Lars Klingbeil und Bärbel Bas nehmen an einer Prüfung der Finanzkontrolle Schwarzarbeit des Zolls teil
Passend zum Kabinettsbeschluss nahmen Finanzminister Klingbeil und Arbeitsministerin Bas an einer Prüfung der Finanzkontrolle Schwarzarbeit des Zolls teil
© Soeren Stache/dpa / Picture Alliance
Durch Schwarzarbeit entgehen dem Fiskus Jahr für Jahr hohe Einnahmen. Jetzt will die Regierung die Finanzkontrolle Schwarzarbeit stärken und auch Barbershops und Nagelstudios ins Visier nehmen. Das ist geplant

Inhaltsverzeichnis

Die Bundesregierung will den Kampf gegen Schwarzarbeit und illegale Beschäftigung mit einer umfassenden Reform verschärfen. Ein am Mittwoch vom Kabinett beschlossener Gesetzentwurf von Finanzminister Lars Klingbeil (SPD) sieht eine Stärkung der Finanzkontrolle Schwarzarbeit (FKS) des Zolls vor, die zum Teil mit polizeiähnlichen Befugnissen ausgestattet wird und digital prüfen soll. „Klemmbrett und die Überprüfung von Papierordnern entsprechen nicht dem Prüfprozess der digitalen und modernen Bundesverwaltung“, hieß es im Ministerium. 

Schärfere Regeln kommen auf Friseurgeschäfte, Barbershops und Kosmetikstudios zu. In Barbershops sei zuletzt nicht nur Schwarzarbeit, sondern auch Geldwäsche und die Einbindung in Strukturen der Clankriminalität zu beobachten gewesen, hieß es in Regierungskreisen. Auch bei Nagelstudios seien illegale Beschäftigung und zum Teil ausbeuterische Beschäftigungsformen festzustellen.

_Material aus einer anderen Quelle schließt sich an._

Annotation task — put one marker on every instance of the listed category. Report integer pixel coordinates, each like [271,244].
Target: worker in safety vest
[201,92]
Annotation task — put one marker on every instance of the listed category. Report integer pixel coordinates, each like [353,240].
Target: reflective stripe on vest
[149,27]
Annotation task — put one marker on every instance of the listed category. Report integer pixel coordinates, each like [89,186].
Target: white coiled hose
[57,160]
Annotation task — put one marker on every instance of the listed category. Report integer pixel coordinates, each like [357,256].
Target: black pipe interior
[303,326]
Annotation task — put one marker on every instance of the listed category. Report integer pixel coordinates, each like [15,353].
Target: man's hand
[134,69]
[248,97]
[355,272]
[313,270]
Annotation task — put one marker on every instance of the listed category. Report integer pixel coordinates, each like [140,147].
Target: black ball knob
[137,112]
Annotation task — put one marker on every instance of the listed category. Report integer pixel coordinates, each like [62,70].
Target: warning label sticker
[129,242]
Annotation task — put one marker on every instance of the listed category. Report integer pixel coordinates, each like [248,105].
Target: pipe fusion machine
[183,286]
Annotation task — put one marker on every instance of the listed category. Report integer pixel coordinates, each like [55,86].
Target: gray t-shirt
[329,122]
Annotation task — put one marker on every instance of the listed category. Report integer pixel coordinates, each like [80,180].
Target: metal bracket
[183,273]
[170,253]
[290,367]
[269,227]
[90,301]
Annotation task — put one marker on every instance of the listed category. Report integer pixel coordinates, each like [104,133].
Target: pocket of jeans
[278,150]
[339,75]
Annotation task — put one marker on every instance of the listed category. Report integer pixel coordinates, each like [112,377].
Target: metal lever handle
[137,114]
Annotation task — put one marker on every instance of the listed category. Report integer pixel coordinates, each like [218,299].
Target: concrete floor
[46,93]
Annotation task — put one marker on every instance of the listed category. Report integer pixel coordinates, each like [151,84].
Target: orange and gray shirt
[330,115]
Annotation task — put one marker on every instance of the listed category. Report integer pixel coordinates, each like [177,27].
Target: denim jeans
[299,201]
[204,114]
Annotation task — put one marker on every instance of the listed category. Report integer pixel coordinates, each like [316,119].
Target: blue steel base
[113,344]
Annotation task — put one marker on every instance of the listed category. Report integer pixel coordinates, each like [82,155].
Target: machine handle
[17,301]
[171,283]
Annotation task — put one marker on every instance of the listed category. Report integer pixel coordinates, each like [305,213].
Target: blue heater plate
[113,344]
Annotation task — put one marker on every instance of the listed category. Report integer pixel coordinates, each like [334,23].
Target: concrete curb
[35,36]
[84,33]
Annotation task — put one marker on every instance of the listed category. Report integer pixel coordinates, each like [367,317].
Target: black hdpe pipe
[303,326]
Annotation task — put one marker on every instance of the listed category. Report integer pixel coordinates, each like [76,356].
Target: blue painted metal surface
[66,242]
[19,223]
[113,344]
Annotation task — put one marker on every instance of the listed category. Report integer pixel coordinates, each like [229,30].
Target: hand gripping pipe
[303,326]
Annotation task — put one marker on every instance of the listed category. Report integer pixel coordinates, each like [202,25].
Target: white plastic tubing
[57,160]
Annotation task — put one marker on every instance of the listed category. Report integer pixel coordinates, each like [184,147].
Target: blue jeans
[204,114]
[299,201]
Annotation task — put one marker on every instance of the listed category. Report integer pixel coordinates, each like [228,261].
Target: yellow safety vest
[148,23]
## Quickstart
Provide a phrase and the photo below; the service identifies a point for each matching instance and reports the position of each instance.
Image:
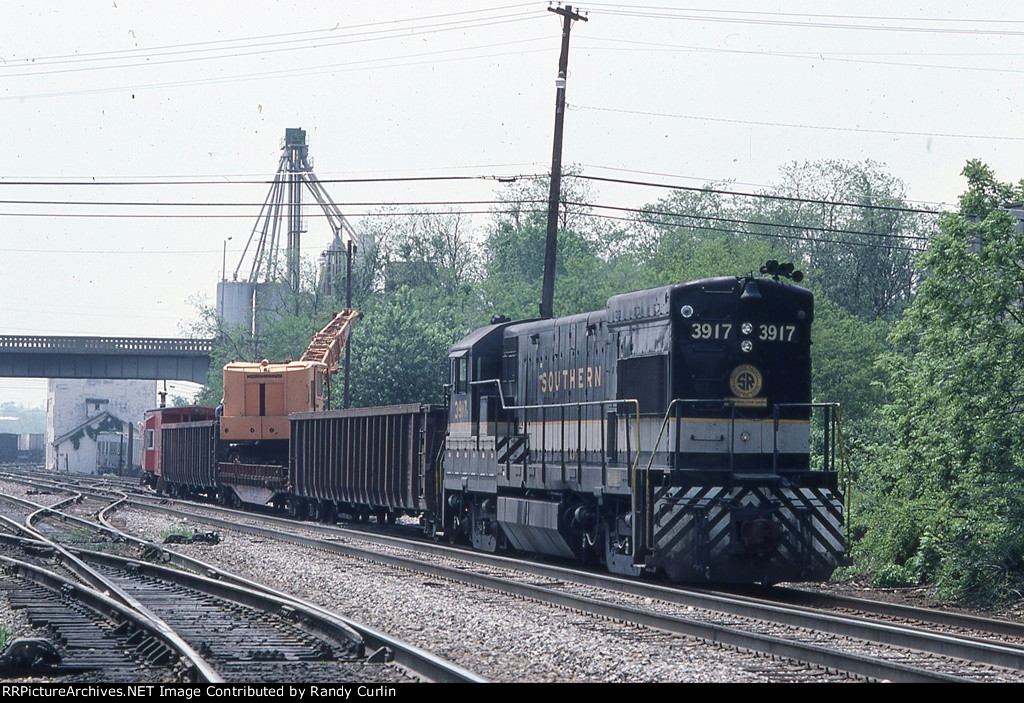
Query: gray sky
(129, 91)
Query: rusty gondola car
(672, 432)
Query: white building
(93, 426)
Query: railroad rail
(980, 650)
(315, 661)
(879, 666)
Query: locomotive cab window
(460, 372)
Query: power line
(710, 180)
(501, 179)
(811, 14)
(43, 60)
(667, 13)
(761, 223)
(646, 217)
(798, 126)
(836, 56)
(865, 245)
(382, 179)
(754, 194)
(357, 38)
(348, 67)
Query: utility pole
(348, 304)
(551, 244)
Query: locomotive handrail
(579, 403)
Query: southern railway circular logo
(745, 381)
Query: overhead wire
(322, 42)
(762, 123)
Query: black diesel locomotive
(669, 433)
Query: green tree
(944, 497)
(861, 257)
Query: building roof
(95, 420)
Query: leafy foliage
(944, 490)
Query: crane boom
(328, 344)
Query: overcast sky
(133, 92)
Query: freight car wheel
(328, 512)
(296, 508)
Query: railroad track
(909, 647)
(240, 630)
(834, 642)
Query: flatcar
(669, 433)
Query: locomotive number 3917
(723, 331)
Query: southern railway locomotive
(670, 432)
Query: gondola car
(669, 433)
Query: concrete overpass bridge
(104, 357)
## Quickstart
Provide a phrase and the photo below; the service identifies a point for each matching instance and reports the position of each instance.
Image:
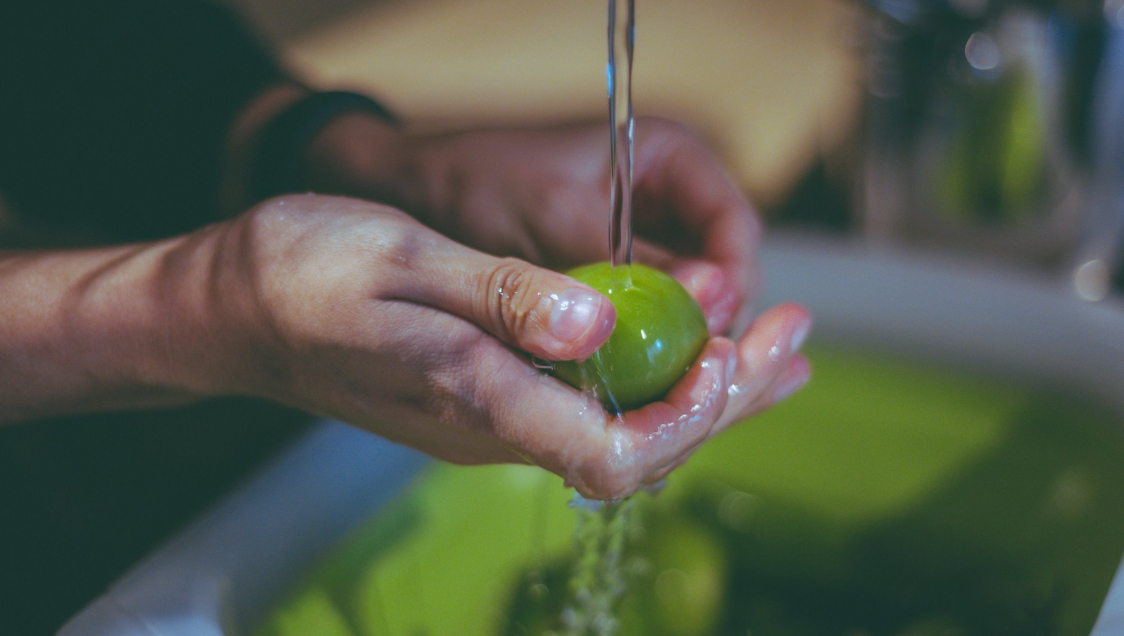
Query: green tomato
(660, 332)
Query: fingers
(769, 366)
(712, 289)
(683, 191)
(533, 309)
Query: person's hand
(357, 311)
(543, 196)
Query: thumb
(543, 312)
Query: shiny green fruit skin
(660, 332)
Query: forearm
(107, 328)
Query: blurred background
(988, 129)
(982, 127)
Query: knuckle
(605, 480)
(509, 294)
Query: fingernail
(799, 335)
(790, 385)
(573, 314)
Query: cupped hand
(357, 311)
(543, 196)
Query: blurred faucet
(998, 125)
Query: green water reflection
(886, 499)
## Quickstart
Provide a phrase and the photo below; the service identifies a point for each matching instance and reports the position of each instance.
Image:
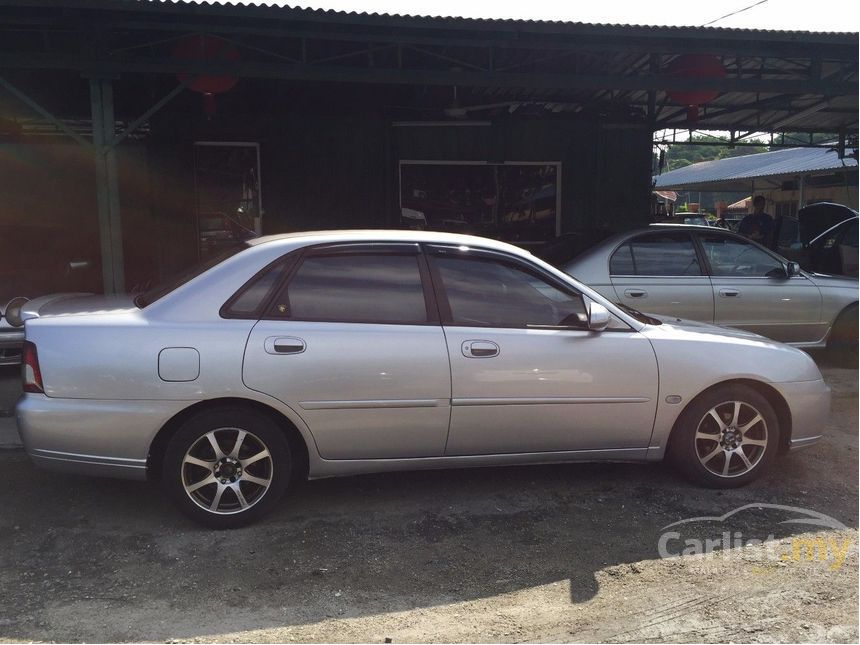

Das sieht der Gesetzentwurf im Einzelnen vor.

Warum gibt es Reformbedarf?

Schwarzarbeit und illegale Beschäftigung verursachen nach Schätzungen volkswirtschaftliche Schäden in Milliardenhöhe. Sie führen zu massiven Ausfällen bei Steuern und Sozialbeiträgen. Die Regierung will mit der Reform die Schlagkraft des Zolls erhöhen und ihn für die Herausforderungen der digitalen Wirtschaft wappnen. „Der Ehrliche darf hier nicht der Dumme sein“, hieß es dazu im Finanzministerium. Dem Gesetzentwurf zufolge haben in der Vergangenheit sowohl der Bundesrechnungshof als auch die Mindestlohnkommission wiederholt bemängelt, dass die Kontrollen der FKS nicht den gewünschten Effekt erzielten.

Was sind die Kernpunkte der Reform?

Im Zentrum steht die Einführung eines risikoorientierten Prüfansatzes. Kernstück ist ein neues „Operatives Informations- und Datenanalysesystem“ (OIDA). Es soll große Datenmengen von Finanzämtern, Sozialversicherungsträgern und anderen Behörden bündeln und automatisiert auf Risiken prüfen. Durch die Analyse sollen die schwarzen Schafe gezielt herausgefiltert werden, etwa in Subunternehmerketten auf Großbaustellen oder bei Firmen mit Verbindungen zur organisierten Kriminalität.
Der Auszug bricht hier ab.